Researchers think bigger brains may rely on genes regulating how quickly cells divide

One cluster on the list stood out to the researchers: a group of genes essential to chimps, but not to humans, that help to control the cell cycle, which regulates when and how cells decide to divide. Cell cycle regulation has long been hypothesized to play a role in the evolution of humans’ large brains. The hypothesis goes like this: Neural progenitors are the cells that will become neurons and other brain cells. Before becoming mature brain cells, neural progenitors divide multiple times to make more of themselves. The more divisions that the neural progenitors undergo, the more cells the brain will ultimately contain—and so, the bigger it will be. Researchers think that something changed during human evolution to allow neural progenitors to spend less time in a non-dividing phase of the cell cycle and transition more quickly towards division. This simple difference would lead to additional divisions, each of which could essentially double the final number of brain cells.

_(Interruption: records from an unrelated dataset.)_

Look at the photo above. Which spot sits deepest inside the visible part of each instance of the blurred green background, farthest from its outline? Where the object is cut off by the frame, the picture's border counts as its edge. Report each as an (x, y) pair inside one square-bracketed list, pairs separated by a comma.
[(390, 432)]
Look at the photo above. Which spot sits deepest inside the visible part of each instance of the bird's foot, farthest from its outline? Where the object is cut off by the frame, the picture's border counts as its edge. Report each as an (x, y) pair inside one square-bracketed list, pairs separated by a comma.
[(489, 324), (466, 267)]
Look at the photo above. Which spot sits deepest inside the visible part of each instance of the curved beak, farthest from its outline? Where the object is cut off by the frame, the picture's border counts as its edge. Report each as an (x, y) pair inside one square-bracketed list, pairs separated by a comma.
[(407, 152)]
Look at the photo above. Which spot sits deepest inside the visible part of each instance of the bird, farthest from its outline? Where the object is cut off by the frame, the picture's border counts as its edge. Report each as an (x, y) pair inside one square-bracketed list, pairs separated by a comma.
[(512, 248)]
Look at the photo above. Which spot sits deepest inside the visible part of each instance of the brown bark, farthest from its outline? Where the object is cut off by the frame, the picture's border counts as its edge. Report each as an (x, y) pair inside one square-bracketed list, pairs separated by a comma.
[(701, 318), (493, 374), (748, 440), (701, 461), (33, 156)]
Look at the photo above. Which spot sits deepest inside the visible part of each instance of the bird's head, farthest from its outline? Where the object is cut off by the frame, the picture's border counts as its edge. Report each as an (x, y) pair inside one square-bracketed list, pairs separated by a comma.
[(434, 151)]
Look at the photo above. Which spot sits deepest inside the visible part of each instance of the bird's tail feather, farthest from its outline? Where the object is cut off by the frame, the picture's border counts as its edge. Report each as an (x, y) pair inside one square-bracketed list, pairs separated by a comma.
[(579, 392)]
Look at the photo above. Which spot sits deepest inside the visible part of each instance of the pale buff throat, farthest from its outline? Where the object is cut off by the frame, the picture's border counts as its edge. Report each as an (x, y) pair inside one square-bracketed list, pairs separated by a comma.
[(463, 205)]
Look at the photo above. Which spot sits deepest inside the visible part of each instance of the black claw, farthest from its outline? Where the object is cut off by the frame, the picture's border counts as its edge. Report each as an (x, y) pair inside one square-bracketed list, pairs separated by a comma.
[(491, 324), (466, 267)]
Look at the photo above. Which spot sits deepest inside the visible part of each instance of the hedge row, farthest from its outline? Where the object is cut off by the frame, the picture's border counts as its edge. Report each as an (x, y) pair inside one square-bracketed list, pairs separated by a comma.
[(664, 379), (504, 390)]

Consistent with the popular hypothesis that human neural progenitors may undergo more divisions, resulting in a larger brain, the researchers found that several genes that help cells to transition more quickly through the cell cycle are essential in chimp neural progenitor cells but not in human cells. When chimp neural progenitor cells lose these genes, they linger in a non-dividing phase, but when human cells lose them, they keep cycling and dividing. These findings suggest that human neural progenitors may be better able to withstand stresses—such as the loss of cell cycle genes—that would limit the number of divisions the cells undergo, enabling humans to produce enough cells to build a larger brain.

“This hypothesis has been around for a long time, and I think our study is among the first to show that there is in fact a species difference in how the cell cycle is regulated in neural progenitors,” She says. “We had no idea going in which genes our approach would highlight, and it was really exciting when we saw that one of our strongest findings matched and expanded on this existing hypothesis.”

More subjects lead to more robust results

Research comparing chimps to humans often uses samples from only one or two individuals from each species, but this study used samples from six humans and six chimps. By making sure that the patterns they observed were consistent across multiple individuals of each species, the researchers could avoid mistaking the naturally occurring genetic variation between individuals as representative of the whole species. This allowed them to be confident that the differences they identified were truly differences between species.

The researchers also compared their findings for chimps and humans to orangutans, which split from the other species earlier in our shared evolutionary history. This allowed them to figure out where on the evolutionary tree a change in gene use most likely occurred. If a gene is essential in both chimps and orangutans, then it was likely essential in the shared ancestor of all three species; it’s more likely for a particular difference to have evolved once, in a common ancestor, than to have evolved independently multiple times. If the same gene is no longer essential in humans, then its role most likely shifted after humans split from chimps. Using this system, the researchers showed that the changes in cell cycle regulation occurred during human evolution, consistent with the proposal that they contributed to the expansion of the brain in humans.

The researchers hope that their work not only improves our understanding of human and chimp evolution, but also demonstrates the strength of the CRISPRi approach for studying human evolution and other areas of human biology. Researchers in the Weissman and Pollen labs are now using the approach to better understand human diseases—looking for the subtle differences in gene use that may underlie important traits such as whether someone is at risk of developing a disease, or how they will respond to a medication. The researchers anticipate that their approach will enable them to sort through many small genetic differences between people to narrow in on impactful ones underlying traits in health and disease, just as the approach enabled them to narrow in on the evolutionary changes that helped make us human.